All these light fixtures would look a bit dull without some variety, and that’s where colored lights and unusual fixtures come in. Any color of the rainbow will look right in a tiki bar, as long as the light level is low. Reds in particular will make everyone in the room look more attractive, and moody spots of green and blue add mystery.

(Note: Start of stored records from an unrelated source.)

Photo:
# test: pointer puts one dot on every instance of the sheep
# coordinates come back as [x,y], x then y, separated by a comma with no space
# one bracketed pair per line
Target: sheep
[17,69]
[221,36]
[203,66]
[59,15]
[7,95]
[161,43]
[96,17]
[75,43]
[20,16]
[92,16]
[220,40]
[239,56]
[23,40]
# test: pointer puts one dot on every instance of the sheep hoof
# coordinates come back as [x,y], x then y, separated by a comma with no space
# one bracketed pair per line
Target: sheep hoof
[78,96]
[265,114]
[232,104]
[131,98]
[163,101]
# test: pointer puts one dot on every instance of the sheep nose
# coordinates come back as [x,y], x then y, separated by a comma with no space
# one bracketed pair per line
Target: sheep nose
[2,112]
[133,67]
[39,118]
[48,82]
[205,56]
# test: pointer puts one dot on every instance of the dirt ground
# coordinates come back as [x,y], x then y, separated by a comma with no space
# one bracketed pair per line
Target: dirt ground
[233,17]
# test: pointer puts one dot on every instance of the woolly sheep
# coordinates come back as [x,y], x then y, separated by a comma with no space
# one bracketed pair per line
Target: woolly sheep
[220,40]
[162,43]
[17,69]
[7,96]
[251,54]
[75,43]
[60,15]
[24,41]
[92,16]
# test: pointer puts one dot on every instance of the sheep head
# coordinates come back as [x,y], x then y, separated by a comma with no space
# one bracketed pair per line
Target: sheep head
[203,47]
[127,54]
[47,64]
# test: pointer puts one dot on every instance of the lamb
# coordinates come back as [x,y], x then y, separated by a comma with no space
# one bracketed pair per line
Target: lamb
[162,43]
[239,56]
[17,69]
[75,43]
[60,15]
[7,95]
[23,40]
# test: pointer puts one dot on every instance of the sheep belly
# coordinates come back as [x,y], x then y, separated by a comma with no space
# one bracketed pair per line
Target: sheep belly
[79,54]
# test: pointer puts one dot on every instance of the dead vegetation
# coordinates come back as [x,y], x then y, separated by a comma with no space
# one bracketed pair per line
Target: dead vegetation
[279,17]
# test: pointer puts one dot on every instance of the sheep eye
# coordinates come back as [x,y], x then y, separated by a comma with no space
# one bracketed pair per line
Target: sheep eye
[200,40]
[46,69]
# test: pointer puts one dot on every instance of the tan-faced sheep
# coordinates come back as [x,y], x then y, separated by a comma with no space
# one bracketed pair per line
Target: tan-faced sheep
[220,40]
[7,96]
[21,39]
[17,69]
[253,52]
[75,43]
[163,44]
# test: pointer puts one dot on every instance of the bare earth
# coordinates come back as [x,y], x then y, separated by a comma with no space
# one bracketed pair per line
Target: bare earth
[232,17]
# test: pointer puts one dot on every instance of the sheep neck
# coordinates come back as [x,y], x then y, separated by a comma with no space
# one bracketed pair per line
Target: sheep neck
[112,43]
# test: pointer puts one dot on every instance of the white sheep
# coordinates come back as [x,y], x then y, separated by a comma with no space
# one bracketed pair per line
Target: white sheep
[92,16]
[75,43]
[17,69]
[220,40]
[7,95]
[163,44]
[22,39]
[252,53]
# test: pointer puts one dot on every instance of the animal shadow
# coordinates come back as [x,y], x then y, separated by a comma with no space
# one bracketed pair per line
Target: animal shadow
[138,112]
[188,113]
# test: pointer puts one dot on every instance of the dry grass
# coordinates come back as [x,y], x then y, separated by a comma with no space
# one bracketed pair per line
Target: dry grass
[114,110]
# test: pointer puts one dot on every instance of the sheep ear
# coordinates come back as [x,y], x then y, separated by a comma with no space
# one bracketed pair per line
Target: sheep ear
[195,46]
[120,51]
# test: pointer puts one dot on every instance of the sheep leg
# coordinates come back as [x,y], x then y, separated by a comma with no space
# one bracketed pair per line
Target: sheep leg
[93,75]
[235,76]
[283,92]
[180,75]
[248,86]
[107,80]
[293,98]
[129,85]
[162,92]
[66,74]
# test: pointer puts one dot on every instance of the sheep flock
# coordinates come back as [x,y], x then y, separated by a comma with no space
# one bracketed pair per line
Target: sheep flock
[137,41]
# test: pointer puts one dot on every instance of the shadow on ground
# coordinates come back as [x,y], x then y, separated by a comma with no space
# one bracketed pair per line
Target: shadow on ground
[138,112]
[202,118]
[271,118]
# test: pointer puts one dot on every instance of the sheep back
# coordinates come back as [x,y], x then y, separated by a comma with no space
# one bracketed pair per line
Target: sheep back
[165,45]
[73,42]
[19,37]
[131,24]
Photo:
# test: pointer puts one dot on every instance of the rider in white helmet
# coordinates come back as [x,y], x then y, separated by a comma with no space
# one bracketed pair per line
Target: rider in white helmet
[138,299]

Good tiki light fixtures look unconventional, and give off a restricted amount of light. The most prized tiki light fixture is a glass float — these large round glass balls were used on ships, and used to drift onto shore with their sides nicely blasted into a frosted look by the elements. They were once plentiful, but are now rare, with original floats going for well over a hundred dollars. Today, faux-floats are produced without light fixtures. Drilling one for use as a lamp can be tricky without proper equipment, many opt to instead mount the light on the outside of the float, and mask it with bamboo. Another popular tiki light fixture is the pufferfish lamp. It is not difficult to make a pufferfish lamp yourself, but it can be messy and smelly. Other lamp styles include old fish traps, bamboo bird cages, and frames wrapped in tapa cloth.
When crafting a moody, low-light environment, it becomes especially important to consider how bright light can affect it. Windows of course kill the scene, at least until nightfall. Neon is the scourge of the tiki bar, it’s far too bright and harsh. The worst offender is that mighty false idol, the television set. Nothing can ruin a tiki bar quite like a television set can. Even when showing supposedly tiki-friendly tropical scenes, like an old surf movie or a Hawaii travelogue, the screen is too bright. Even a television showing scenes that are dark is surprisingly bright. Worse, the moving scenes distract the visitor, and remove any sense of the exotic. Savvy tikiphiles are equipped with a device like TV-B-Gone, a small keychain device that works like a television remote, and can turn off virtually any television set.
There are lots of projects relating to lighting that can be done at home inexpensively, and in the future I’ll spotlight some places where you can learn to do that.